According to Gyles Brandreth's book Philip & Elizabeth: Portrait of a Marriage, Philip was born in Greece. Philip's father, Prince Andrew of Greece and Denmark was, like his son, a member of the royal families of both countries. However, while Denmark retains its constitutional monarchy, Greece's was abolished in 1922, following the abdication of Philip's uncle, King Constantine I. Indeed, at the time, Philip's life was believed to be in danger, and he and what remained of his family were evacuated out of the country, with the toddler prince in a fruit box.

Though born there, Philip didn't consider himself Greek, didn't speak the language, and preferred to be thought of as Danish, according to The Independent.

The white cross on the Greek flag's canton represents the Greek Orthodox Church, the religion in which Philip was raised, though he later converted to the Church of England.

The bottom right symbol represents Edinburgh, Philip's dukedom

In the bottom right corner of Prince Philip's standard is a depiction of a castle, intended to represent Philip's title, Duke of Edinburgh, according to BBC News.

The skyline of the 1,400-year-old city of Edinburgh, Scotland, is dominated by Edinburgh Castle, a fortress whose first stones were laid in the 1100s, according to the castle's website. The fortress was built upon a hill (Castle Rock) in the ancient city, the remains of an extinct volcano last active hundreds of millions of years ago.

Unlike many castles throughout the United Kingdom, Edinburgh's castle doesn't actually belong to the Windsor family. Rather, it belongs to Historic Environment Scotland, a governmental body tasked with preserving and promoting Scotland's historic heritage.

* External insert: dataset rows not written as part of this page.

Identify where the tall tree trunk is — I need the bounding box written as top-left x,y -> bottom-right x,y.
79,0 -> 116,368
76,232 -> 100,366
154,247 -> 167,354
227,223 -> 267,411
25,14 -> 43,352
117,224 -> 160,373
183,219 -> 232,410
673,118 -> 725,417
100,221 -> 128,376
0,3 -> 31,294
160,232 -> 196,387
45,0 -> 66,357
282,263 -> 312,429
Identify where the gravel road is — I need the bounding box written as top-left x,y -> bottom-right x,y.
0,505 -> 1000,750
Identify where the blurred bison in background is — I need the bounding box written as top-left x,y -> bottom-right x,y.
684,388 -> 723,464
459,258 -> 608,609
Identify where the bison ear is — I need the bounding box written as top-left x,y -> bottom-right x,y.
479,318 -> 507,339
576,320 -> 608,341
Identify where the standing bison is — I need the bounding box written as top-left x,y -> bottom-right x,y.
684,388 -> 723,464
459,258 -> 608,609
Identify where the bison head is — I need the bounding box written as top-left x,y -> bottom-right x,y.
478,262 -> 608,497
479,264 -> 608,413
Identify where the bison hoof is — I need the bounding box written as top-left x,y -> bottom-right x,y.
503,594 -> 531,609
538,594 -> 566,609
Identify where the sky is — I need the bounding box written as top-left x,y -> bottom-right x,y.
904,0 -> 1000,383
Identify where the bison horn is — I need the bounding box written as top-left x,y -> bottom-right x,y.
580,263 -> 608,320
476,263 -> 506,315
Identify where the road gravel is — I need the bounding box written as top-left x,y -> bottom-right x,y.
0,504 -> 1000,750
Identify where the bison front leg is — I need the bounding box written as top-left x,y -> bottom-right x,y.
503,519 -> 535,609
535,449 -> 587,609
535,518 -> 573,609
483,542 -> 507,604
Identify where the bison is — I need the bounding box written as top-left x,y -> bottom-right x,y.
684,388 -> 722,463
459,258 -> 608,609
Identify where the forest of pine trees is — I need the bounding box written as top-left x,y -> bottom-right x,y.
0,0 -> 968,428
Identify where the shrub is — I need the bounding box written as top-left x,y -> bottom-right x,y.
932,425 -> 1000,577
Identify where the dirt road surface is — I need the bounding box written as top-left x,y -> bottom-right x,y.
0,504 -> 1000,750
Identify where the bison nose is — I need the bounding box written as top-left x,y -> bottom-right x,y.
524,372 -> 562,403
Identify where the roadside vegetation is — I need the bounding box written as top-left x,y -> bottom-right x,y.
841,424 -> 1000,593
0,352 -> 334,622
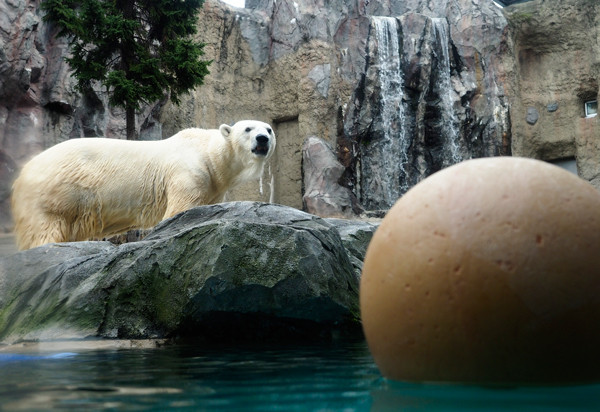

As The Telegraph explains, Philip was bestowed the title Duke of Edinburgh in 1947, shortly before he married then-Princess Elizabeth, becoming the sixth person to have used that title. Philip's oldest son, future king Prince Charles, has inherited the title, though he is expected to pass it on to his younger brother, Prince Edward, once Charles becomes king, according to The Independent.

The bottom left symbol represents the Mountbatten family

In the bottom left corner of Prince Philip's standard are alternating vertical black and white stripes, intended to represent the Mountbatten family, according to BBC News.

As is almost always the case with European royals, Prince Philip wasn't born with a first and last name in the same sense that Joseph Biden or Boris Johnson or you were. He was just born as "Philip"; everything else that has followed his name was added later.

Nevertheless, in 1947, Philip took on the surname Mountbatten, according to the royal family's website, assuming the name that had been used by his mother's side of the family, when he became a naturalized British citizen prior to marrying then-Princess Elizabeth.

According to House of Names, the black and white stripes are the coat of arms of the Battenberg family, ancestors of the Mountbattens. Indeed, the coat of arms of the town of Battenberg (also called Eder) is, to this day, a single black vertical stripe and a single white one, according to the city's website.

Other members of the royal family have meaningful standards

All senior members of the British royal family have standards. And, as was the case with Prince Philip's, they all have symbols packed with meaning.

Queen Elizabeth herself uses the Royal Standard, according to the royal family's website. Not unlike Prince Philip's, it contains images in each of four quadrants. In this case, in the upper left and bottom right quadrants are three lions each, representing England; a single lion in the upper right representing Scotland; and a harp in the bottom left, representing Northern Ireland, according to CRW Flags.

As Her Majesty's standard is that of the crown itself, Prince Charles will adopt it when (if) he assumes the throne as king.

Meanwhile, Charles uses his own standard, effectively the Royal Standard, but with the coat of arms of the Royal House of Saxony in the middle. Prince William and Prince Harry also use the Royal Standard, the former's with a label indicating his place in direct line to the throne, the latter's without the label, and with both men's flags incorporating a red escallop, a reference to the coat of arms of their mother, Princess Diana, according to Hello.